We then examined the role of GIT1 in receptor trafficking. GIT1 has both ARF6 and ARF1-GAP activity. ARF6 and ARF1 are small GTPases involved in vesicle trafficking whose activity is positively regulated by GEF proteins including ARNO (ARF nucleotide binding site opener) (Chavrier and Goud, 1999). Overexpression of GIT1 promoting ARF-GDP loading suppressed postendocytotic recycling of the TSHR (Figure 8C). The ARF-GAP activity of GIT1 is necessary for this inhibition because overexpression of GIT1 R39A, a mutant devoid of GAP activity (N Vitale and RT Premont, unpublished data), failed to do so (Figure 8C).
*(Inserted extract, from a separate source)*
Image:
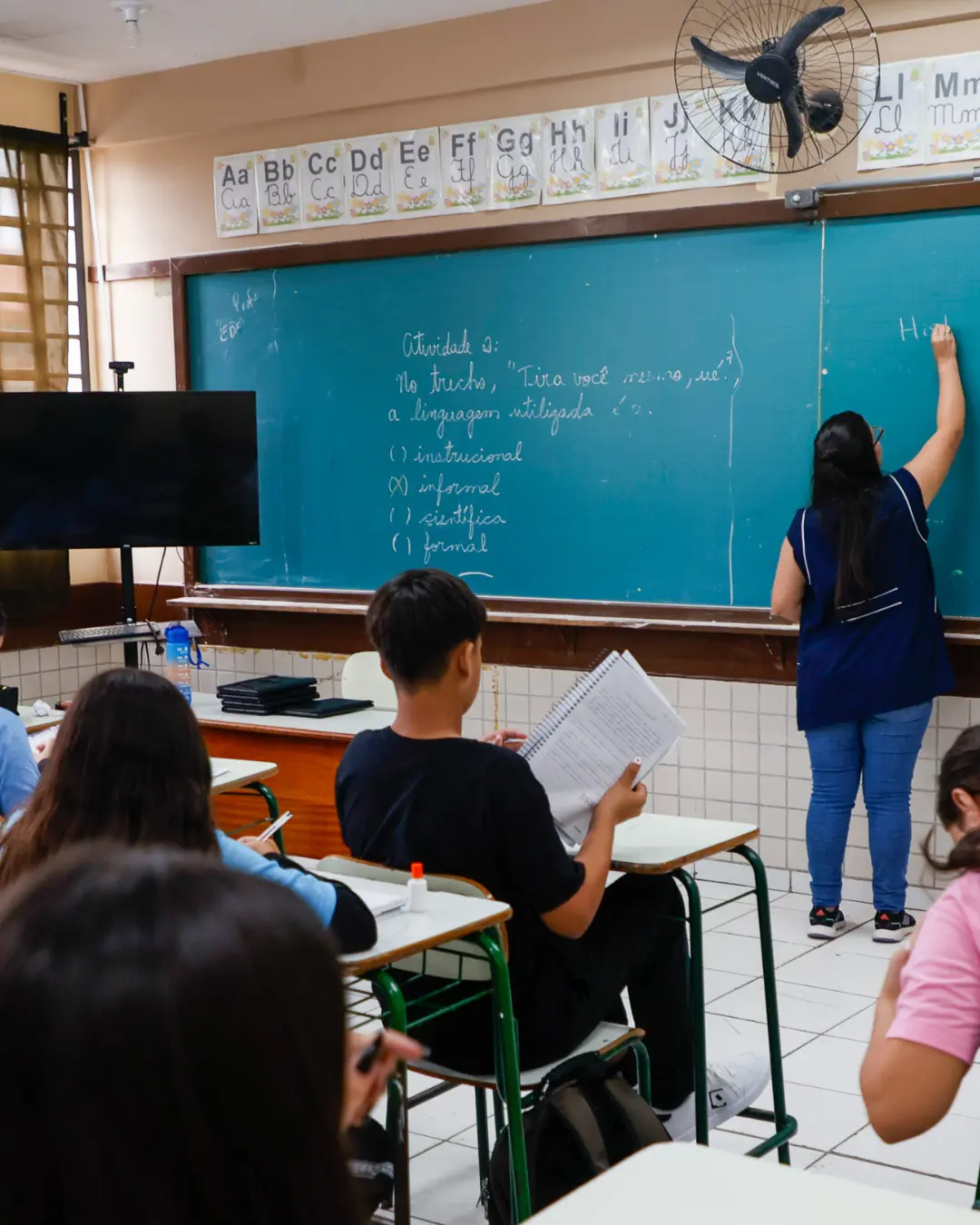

Overexpression of ARNO did not modify receptor trafficking, whereas overexpression of ARNO E156K, a catalytically inactive mutant (Frank et al, 1998), totally suppressed receptor recycling (Figure 8C). These results suggest that ARNO promotes TSHR recycling and that the guanine nucleotide exchange activity of ARNO is necessary for this process. Taken together, our data suggest that the recycling of TSHR not only requires hScrib, but also the proteins that modulate the activity of the ARF small GTPases, such as GAP (GIT1) and GEF (ARNO) proteins.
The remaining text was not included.